Payment history is one of the most important factors that lenders consider when it comes to assessing a person’s credit quality. Having a clean, on-time payment history can help boost your score.

Remember: late payments on your credit cards remain on your FICO score for up to seven years. However, even if you’ve missed a payment before, start making your payments on-time now. It can improve your credit score fast.

2. Keep your credit utilization under 30%

If you have a high balance on your credit cards, lenders will look at that as irresponsible – a sign that you don’t have enough credit or don’t manage the credit you have responsibly. Even if you pay your credit card bills in full each month, a high utilization rate can ding your score. 

Remember: if you have a high balance during a billing period, consider making extra payments during the billing cycle to knock down your balances before your statement is issued. Credit bureaus love it when you make extra payments during the month!

For example: If your credit limit is $10,000, make sure to use not more than $3,000 a month, and if you do, make extra payments during the month to keep it below 30% for as much of the billing cycle as possible. 

3. Check your credit reports for discrepancies

One of the first things you should do when trying to improve your credit is to make use of the free credit report offered by credit reporting companies. This is a detailed report that will help you check and track all your credit history.
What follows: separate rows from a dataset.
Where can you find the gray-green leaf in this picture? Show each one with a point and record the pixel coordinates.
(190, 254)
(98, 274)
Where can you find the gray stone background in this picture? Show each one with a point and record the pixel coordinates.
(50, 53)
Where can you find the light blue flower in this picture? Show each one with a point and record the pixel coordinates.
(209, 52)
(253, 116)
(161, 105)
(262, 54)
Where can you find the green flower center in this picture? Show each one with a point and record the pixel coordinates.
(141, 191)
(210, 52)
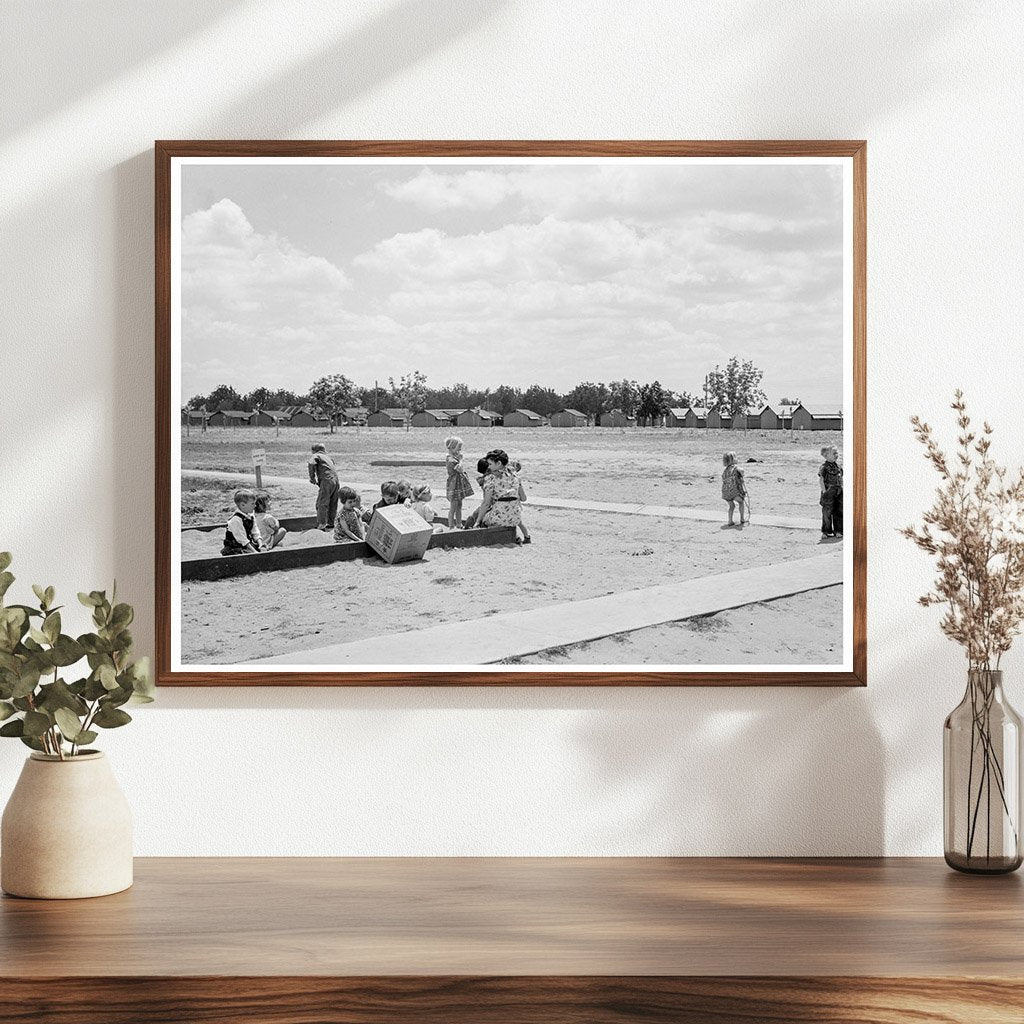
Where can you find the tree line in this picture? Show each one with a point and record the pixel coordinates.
(735, 388)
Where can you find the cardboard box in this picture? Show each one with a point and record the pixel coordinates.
(397, 534)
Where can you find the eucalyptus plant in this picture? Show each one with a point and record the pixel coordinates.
(45, 711)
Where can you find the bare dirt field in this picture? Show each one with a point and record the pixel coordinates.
(574, 554)
(664, 466)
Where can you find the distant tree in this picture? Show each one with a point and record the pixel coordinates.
(223, 396)
(333, 393)
(543, 400)
(373, 397)
(260, 397)
(589, 398)
(283, 397)
(737, 388)
(653, 403)
(624, 394)
(505, 399)
(410, 393)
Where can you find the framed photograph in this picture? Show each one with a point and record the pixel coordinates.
(510, 413)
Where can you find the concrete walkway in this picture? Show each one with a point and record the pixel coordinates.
(664, 511)
(515, 634)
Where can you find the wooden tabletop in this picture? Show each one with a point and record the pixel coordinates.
(330, 916)
(505, 919)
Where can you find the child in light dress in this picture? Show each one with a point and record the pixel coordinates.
(422, 497)
(241, 535)
(348, 525)
(733, 487)
(271, 534)
(458, 485)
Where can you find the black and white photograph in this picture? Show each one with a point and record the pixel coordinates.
(527, 415)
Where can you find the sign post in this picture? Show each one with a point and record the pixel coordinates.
(259, 461)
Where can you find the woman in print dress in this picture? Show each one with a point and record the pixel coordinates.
(501, 505)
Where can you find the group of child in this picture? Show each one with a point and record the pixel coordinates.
(253, 527)
(829, 480)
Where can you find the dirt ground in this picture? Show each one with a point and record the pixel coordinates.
(666, 466)
(574, 554)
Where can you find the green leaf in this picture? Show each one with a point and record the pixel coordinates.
(13, 626)
(58, 694)
(122, 615)
(98, 648)
(67, 651)
(51, 626)
(141, 678)
(94, 689)
(36, 723)
(69, 723)
(27, 682)
(111, 718)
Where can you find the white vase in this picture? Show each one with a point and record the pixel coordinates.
(67, 830)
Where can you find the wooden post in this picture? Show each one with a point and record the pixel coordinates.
(259, 458)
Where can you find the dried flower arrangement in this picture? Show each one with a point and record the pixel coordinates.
(976, 528)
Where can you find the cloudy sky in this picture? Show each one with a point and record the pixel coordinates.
(511, 273)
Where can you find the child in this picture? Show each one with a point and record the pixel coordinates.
(481, 476)
(269, 529)
(733, 487)
(389, 496)
(517, 466)
(422, 497)
(241, 536)
(323, 473)
(458, 485)
(830, 480)
(348, 525)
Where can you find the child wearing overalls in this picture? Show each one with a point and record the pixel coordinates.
(323, 473)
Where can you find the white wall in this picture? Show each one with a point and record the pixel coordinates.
(936, 87)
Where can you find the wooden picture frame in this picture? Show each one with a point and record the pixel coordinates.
(849, 159)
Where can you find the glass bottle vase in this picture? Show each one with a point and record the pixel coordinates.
(981, 748)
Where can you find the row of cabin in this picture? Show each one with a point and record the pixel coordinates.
(785, 418)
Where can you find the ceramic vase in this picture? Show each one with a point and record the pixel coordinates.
(67, 830)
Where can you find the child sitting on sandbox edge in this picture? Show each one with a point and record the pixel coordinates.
(348, 525)
(242, 534)
(268, 527)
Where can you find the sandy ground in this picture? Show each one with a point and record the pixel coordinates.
(666, 466)
(803, 631)
(574, 555)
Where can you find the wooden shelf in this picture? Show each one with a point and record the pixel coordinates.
(502, 940)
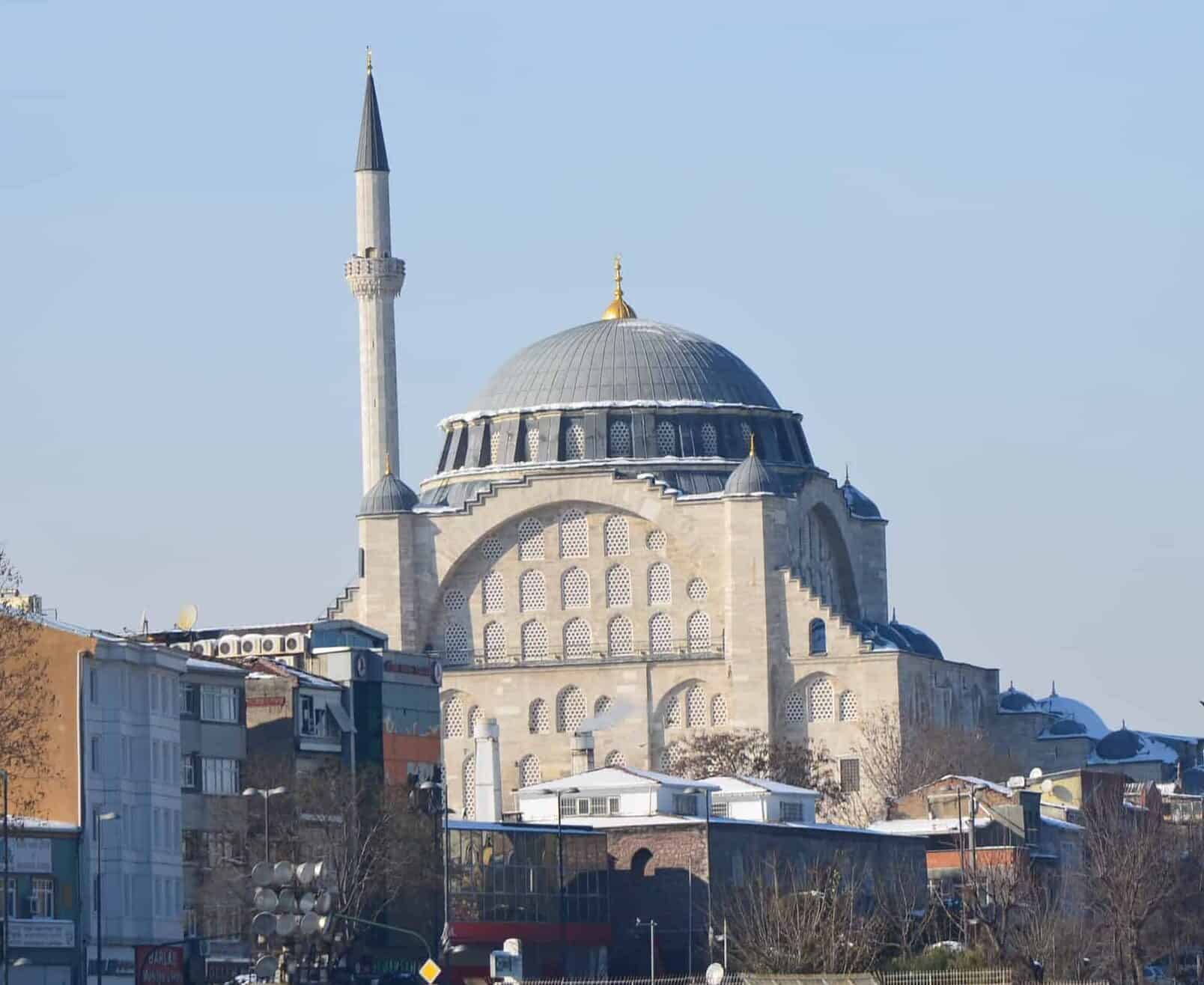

This report will help you identify the areas that are contributing or affecting your credit score. With your report in hand, you can pinpoint what you need to do to build or improve your score!

Remember: If you spot significant errors that affect your credit score, you can challenge the activity on your report. Contact the credit bureau with details.

4. Avoid taking on new debts

When you’re getting ready to buy a home, it’s important that you avoid taking on additional debt. If you need a new loan or credit card, make sure you wait until after you’ve closed on the home to consider it. Taking new loans can negatively affect your credit score.

Until your loan closes and you start making regular payments, taking on more debt could have a negative impact. Your credit score is closely monitored by lenders during the entire process of getting a loan (up to 45 days). Any changes could affect your financing.

5. Avoid closure of credit card accounts

It’s also best to avoid closing any loans and credit accounts while you’re trying to get a mortgage. Doing so could hurt your credit score, especially if it’s something that’s been in your credit history for a long time. Your credit score is influenced by the length of time you’ve keep accounts open, as well as the mix of credit you carry, so until your mortgage, leave your credit and loans intact. 

Although keeping an inactive credit card account shouldn’t hurt your credit score, it could raise concerns for the lender if you close your accounts while you’re getting approved for a home loan.

Pro tip: If you plan on closing your credit card account, do so only 45 days after you’ve been approved for a loan.

6. Become an authorized user

Securing a mortgage with bad credit or with little to no credit history can be difficult. If you have someone trusted and close with a good credit history, becoming an authorized user of their credit cards can help boost your score. Even if you don’t use the card at all, it can help boost your score and get you a step closer to a home loan.

7. Make use of autopay

Setting up an automatic payment method can help you avoid missing a payment. A missed payment can negatively affect your credit score, and with an autopayment method, you’re more likely to keep on time and on track.


Improving your credit score before applying for a mortgage can make a world of difference, helping you qualify for a larger loan, a lower interest rate and better terms. Your credit score can impact what you can afford – and even the home you live in. Check your credit report and take action to boost your score, and once you apply for a mortgage, leave your loans and credit intact, with as little negative or even new activity as possible.